Я вспомнила подступившие к стенам школы деревья и предпочла промолчать.
- Что, третью кружку никто не подумал захватить?
Ни капли не смущаясь (да и где бы вы видели смущающуюся фейри?), Лавена подхватила кувшин и отхлебнула прямо из горлышка. Зажмурилась, тряхнула головой, проглотила и продолжила бубнить:
- Какая гадость, ни в какое сравнение не идет с тем, которое лет пятьдесят назад мне притащил один кузнец… или это был лавочник?..
- А у тебя разве других дел нет сейчас? Каких-нибудь очень важных?..

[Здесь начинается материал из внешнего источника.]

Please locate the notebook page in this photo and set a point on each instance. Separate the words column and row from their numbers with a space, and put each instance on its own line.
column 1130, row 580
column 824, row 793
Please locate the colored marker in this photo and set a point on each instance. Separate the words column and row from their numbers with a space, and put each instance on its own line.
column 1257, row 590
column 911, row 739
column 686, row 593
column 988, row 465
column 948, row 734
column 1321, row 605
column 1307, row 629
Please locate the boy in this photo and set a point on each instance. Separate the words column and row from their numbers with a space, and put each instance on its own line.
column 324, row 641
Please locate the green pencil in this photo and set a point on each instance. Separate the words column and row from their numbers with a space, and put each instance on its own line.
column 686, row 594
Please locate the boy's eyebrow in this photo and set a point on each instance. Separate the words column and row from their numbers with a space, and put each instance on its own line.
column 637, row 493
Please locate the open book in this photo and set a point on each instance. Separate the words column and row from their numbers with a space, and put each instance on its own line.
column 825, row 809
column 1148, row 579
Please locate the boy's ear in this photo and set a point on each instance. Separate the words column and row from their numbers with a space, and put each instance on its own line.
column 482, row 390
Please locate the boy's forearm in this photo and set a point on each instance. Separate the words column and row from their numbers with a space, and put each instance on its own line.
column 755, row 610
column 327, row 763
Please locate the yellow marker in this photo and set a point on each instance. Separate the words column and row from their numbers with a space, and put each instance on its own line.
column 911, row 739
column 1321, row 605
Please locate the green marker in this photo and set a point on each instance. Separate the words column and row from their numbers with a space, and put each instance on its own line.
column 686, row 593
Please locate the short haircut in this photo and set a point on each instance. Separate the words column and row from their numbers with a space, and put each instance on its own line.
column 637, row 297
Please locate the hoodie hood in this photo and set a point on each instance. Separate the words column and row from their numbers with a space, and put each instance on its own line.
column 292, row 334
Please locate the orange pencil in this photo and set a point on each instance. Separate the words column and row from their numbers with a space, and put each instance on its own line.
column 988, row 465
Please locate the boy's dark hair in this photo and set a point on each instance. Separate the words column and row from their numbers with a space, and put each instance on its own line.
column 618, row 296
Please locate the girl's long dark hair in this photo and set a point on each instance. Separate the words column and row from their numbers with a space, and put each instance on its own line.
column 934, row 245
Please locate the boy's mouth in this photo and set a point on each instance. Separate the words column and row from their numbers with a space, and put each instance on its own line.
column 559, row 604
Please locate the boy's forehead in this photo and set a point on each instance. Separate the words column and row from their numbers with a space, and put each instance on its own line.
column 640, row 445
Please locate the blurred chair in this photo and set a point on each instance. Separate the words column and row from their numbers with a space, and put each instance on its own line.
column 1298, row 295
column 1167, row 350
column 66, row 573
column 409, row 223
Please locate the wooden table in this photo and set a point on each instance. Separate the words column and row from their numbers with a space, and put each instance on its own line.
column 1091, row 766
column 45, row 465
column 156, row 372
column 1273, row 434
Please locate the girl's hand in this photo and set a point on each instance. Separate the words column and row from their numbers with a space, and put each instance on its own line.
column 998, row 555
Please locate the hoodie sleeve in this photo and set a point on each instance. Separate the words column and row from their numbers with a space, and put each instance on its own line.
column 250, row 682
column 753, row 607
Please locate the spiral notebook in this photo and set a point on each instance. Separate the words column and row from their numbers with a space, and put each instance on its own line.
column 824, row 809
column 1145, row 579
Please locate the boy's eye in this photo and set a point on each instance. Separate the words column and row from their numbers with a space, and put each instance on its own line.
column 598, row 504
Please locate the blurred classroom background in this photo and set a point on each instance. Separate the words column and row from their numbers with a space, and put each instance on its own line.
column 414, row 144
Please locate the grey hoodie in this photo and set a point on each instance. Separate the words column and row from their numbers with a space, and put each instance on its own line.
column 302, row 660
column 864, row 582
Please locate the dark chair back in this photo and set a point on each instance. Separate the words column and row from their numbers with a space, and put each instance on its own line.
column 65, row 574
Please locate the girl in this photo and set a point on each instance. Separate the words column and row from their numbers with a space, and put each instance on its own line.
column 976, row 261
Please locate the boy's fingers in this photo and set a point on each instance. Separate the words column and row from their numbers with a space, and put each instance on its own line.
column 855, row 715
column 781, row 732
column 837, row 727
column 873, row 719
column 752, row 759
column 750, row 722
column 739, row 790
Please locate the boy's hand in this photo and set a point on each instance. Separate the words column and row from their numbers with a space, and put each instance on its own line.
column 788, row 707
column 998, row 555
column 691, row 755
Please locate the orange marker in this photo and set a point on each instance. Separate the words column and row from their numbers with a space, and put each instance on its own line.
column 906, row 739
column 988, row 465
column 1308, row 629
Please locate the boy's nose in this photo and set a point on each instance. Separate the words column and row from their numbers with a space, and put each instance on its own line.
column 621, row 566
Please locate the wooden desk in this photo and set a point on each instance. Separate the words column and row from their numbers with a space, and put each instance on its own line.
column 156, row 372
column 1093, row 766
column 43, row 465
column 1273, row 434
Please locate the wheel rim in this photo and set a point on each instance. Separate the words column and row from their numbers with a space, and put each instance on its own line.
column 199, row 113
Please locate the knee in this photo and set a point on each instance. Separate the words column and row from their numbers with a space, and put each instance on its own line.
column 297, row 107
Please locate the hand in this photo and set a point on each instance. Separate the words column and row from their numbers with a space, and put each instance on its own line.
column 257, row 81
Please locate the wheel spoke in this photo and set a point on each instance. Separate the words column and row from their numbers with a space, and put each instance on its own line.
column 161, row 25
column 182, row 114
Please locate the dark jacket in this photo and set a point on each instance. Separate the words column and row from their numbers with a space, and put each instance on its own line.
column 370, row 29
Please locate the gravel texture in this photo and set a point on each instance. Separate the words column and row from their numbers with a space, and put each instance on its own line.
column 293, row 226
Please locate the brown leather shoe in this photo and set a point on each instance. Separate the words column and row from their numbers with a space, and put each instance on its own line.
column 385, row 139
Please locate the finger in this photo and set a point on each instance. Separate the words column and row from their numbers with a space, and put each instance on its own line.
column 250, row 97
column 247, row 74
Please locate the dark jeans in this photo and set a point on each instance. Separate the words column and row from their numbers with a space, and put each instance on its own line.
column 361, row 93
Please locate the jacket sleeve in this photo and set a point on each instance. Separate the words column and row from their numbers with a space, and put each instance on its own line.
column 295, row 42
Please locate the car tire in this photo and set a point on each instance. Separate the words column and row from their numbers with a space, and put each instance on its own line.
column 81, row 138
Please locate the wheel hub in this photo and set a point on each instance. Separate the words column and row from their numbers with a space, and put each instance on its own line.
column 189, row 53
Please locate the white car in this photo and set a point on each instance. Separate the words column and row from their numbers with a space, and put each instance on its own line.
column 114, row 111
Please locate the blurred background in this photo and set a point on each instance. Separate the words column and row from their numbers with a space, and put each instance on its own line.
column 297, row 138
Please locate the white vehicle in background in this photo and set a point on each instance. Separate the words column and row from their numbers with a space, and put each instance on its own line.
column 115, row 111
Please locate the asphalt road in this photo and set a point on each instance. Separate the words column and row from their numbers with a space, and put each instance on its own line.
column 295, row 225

- А я чем, по-твоему, занимаюсь? – оскорбилась прародительница.
- Пьешь наше вино? – насмешливо предположила Нольвенн.
Ведьмину дочку Лавена любила. Говорила, что есть в ней что-то дикое, хоть и не лесное.
- Вразумляю неразумную родственницу! – сильфида демонстративно поставила кувшин на место. – Шела, ты так и не надумала уехать из школы? Зря, очень зря!
- Я же тебе уже объясняла… - я попыталась от негаданной заботы отмахнуться.
- Про клятву. Да, - перебила прабабка. – Но клятва школе небось не смертью грозит.
Что-то жесткое в этот раз прозвучало в ее голосе. Резкое, как удар кнутом. И неприятный холодок пробежал по позвоночнику.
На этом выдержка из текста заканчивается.